Ainda que alguns dos ditos “progressistas” com mentalidade infantil e libertina não tenham visto qualquer anormalidade nisso, já que o namoro tem o consentimento dos pais, os adultos realmente conscientes da importância de preservar a infância e respeitar as leis passaram o dia cobrando uma posição do Ministério Público e do Conselho Tutelar para proteger a criança.

Muitos lembraram que o que aconteceu entre Pietro e Rafa diante das câmeras é primeiro passo para uma possível infração penal. Desde 2009 consta do Código Penal o crime de estupro de vulnerável, que prevê prisão de 8 a 15 anos para quem tiver “conjunção carnal ou praticar outro ato libidinoso com menor de 14 anos”, mesmo que isso não tenha resultado de violência.

O Superior Tribunal de Justiça (STJ) publicou uma súmula (593), que resume o entendimento da maioria dos juízes do tribunal a respeito do assunto e ajuda outros juízes a definir sentenças. Segundo o STJ se alguém comete ato libidinoso com menores de 14 anos “é irrelevante o eventual consentimento da vítima para a prática do ato, experiência sexual anterior ou existência de relacionamento amoroso com o agente.”

O dia seguinte

Depois da gritaria, a mãe da menina se pronunciou nas redes sociais, mas continuava não vendo problema no que aconteceu, pelo menos é o que dá a entender a postagem: “Rafa e Pi são figuras públicas. Já estávamos preparados para esse ataque, mas para quem gosta da gente, fiquem tranquilos. Eles estão muito bem e mais felizes que nunca”.

A sociedade em geral não está feliz com a divulgação do namoro de um adulto e uma criança. Casos como esse, além de afrontar as leis do país, são exemplos negativos para meninas da mesma idade, que estão, sim, começando a viver a adolescência, a se interessar por meninos e até a se apaixonar. Mas não podem jamais ser deixadas soltas nos devaneios infanto-juvenis, inspiradas em histórias de adultos, imaturos ou não, que amam crianças como se elas fossem adultas também.

Tanto isso é visto como pedofilia que a quantidade de menções à palavra nas redes sociais fez a discussão chegar aos trending topics, os assuntos mais comentados do Twitter na segunda-feira.

Muitos lembraram da lei que pune o relacionamento íntimo de adultos com menores de 14 anos e que não necessariamente precisa haver a consumação do sexo para que o estupro fique caracterizado. Se o tiktoker de 19 anos não sabia disso, seus pais deviam saber. Para evitar maiores complicações o TikTok retirou do ar o perfil "quaretenados1819".

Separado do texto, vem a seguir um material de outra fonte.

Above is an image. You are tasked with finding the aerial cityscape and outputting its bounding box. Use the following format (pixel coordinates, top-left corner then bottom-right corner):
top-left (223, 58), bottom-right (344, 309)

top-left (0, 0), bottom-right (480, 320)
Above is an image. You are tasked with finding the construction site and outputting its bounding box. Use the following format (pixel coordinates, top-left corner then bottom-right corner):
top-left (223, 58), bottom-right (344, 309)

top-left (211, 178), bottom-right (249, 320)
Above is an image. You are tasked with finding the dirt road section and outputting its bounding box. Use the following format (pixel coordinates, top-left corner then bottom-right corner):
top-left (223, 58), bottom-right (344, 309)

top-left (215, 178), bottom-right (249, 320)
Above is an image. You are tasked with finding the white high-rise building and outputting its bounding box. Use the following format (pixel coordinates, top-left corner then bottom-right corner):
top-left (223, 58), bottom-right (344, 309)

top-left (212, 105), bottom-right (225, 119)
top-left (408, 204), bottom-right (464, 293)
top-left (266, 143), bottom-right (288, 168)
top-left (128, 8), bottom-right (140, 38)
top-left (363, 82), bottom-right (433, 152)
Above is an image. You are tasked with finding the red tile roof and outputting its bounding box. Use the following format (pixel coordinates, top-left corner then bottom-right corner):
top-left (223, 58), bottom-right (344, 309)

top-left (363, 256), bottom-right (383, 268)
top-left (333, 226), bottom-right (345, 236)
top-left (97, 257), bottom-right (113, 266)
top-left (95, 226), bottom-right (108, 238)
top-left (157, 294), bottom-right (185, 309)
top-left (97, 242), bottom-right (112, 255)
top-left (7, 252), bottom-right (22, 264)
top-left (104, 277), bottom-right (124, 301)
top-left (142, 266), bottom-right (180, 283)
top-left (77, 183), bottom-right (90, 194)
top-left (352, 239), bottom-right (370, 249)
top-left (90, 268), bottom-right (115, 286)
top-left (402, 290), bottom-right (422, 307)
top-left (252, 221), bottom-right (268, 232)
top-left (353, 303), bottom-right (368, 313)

Antes que isso acontecesse os dois "namorados" ainda tentaram justificar que tudo não tinha passado de uma brincadeira. Pietro ameaçou processar todo mundo que tivesse associado o nome dele à pedofilia e acabou virando alvo de mais uma enxurrada de comentários, dessa vez debochados, levando o tema de novo aos trending topics, com a hashtag #processada.

E para nos trazer um certo alento, esse foi o primeiro caso que parece ter unido conservadores a uma parcela dos que se classificam no espectro ideológico contrário. Ainda que muitos dos chamados progressistas tenham se posicionado (como sempre) pró-liberação geral, outros tantos, de esquerda, repudiaram a história.

E não foram poucos os que pediram para que os demais internautas não expusessem ainda mais a menina de 12 anos, que já foi vítima de tantos adultos irresponsáveis. É uma pena que ela não tenha recebido orientação nem mesmo para se calar depois de todo o ocorrido.

Inocente, e aparentemente liberada para fazer o que der na telha, em público, ela ainda voltou às redes sociais e escreveu: “não sei por que você estão dizendo coisas negativas. Pra mim idade é apenas um número. Isso é tão normal, não vejo muita diferença.”

Provavelmente ela não entendeu que as inúmeras críticas eram de pessoas preocupadas com ela e com todas as brasileiras menores de 14 anos que podem, a qualquer momento, ser assediadas por marmanjos e, assim como ela, se tornar vítimas de um pedófilo.

Como bem disse um dos incontáveis comentários no Twitter: “Pedofilia não é opinião. Não existe relação consensual entre um homem de dezenove anos e uma criança de doze. É crime, não é amor. Tem gente romantizando só porque ele é novo e bonitinho, pedófilo não é só um tiozinho com uma jovem.”